New Super Android Cutey Honey: Music Collection Vol. 1 (新・キューティーハニーミュージックコレクション Vol.1, Shin Kyūtī Hanī Myūjikku Korekushon Vol. 1) is the licensed soundtrack to New Cutie Honey, the first Cutie Honey original video animation (OVA). It was released in Japan on February 21, 1994 (COCC-11513) by Nippon Columbia Co. Ltd. (now Columbia Music Entertainment). It would be reissued on CD-R (COR-11513) by Columbia's on-demand subsidiary R-Ban on October 21, 2001, and on March 21, 2007 (COCC-72247) as the 167th release of volume six of the Animex 1200 series.

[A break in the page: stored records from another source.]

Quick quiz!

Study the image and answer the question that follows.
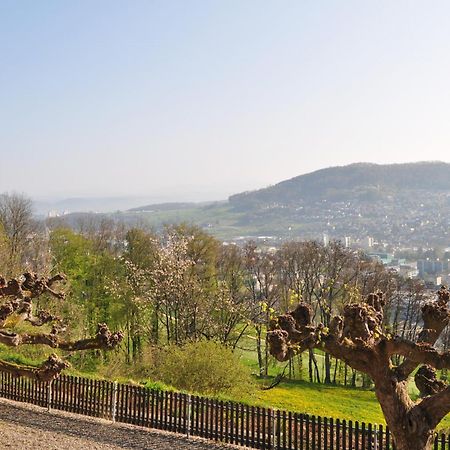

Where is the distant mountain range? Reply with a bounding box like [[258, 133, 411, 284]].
[[44, 162, 450, 246]]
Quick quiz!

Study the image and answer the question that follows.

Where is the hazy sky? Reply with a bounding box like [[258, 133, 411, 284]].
[[0, 0, 450, 200]]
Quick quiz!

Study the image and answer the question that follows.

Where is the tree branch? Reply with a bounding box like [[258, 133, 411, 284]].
[[395, 286, 450, 381], [0, 323, 123, 351], [415, 386, 450, 428], [386, 336, 450, 369], [0, 355, 69, 381]]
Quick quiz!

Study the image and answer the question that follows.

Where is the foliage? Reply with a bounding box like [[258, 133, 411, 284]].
[[153, 341, 253, 396]]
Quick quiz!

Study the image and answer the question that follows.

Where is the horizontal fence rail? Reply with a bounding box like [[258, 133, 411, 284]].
[[0, 372, 450, 450]]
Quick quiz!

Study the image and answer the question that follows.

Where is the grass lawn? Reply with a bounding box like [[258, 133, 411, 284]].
[[239, 381, 450, 432]]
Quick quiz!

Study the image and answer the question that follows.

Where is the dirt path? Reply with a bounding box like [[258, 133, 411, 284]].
[[0, 399, 237, 450]]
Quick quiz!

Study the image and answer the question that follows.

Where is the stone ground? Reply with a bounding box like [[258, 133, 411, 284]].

This album features compositions by Kazuhiko Toyama, dramas (DJs) and commercial spots (CMs) with Honey's voice actor Michiko Neya, and two songs by Les 5-4-3-2-1: their rock version of the Cutie Honey opening theme used in the first four episodes, and the closing theme "Circle Game" heard in the first two.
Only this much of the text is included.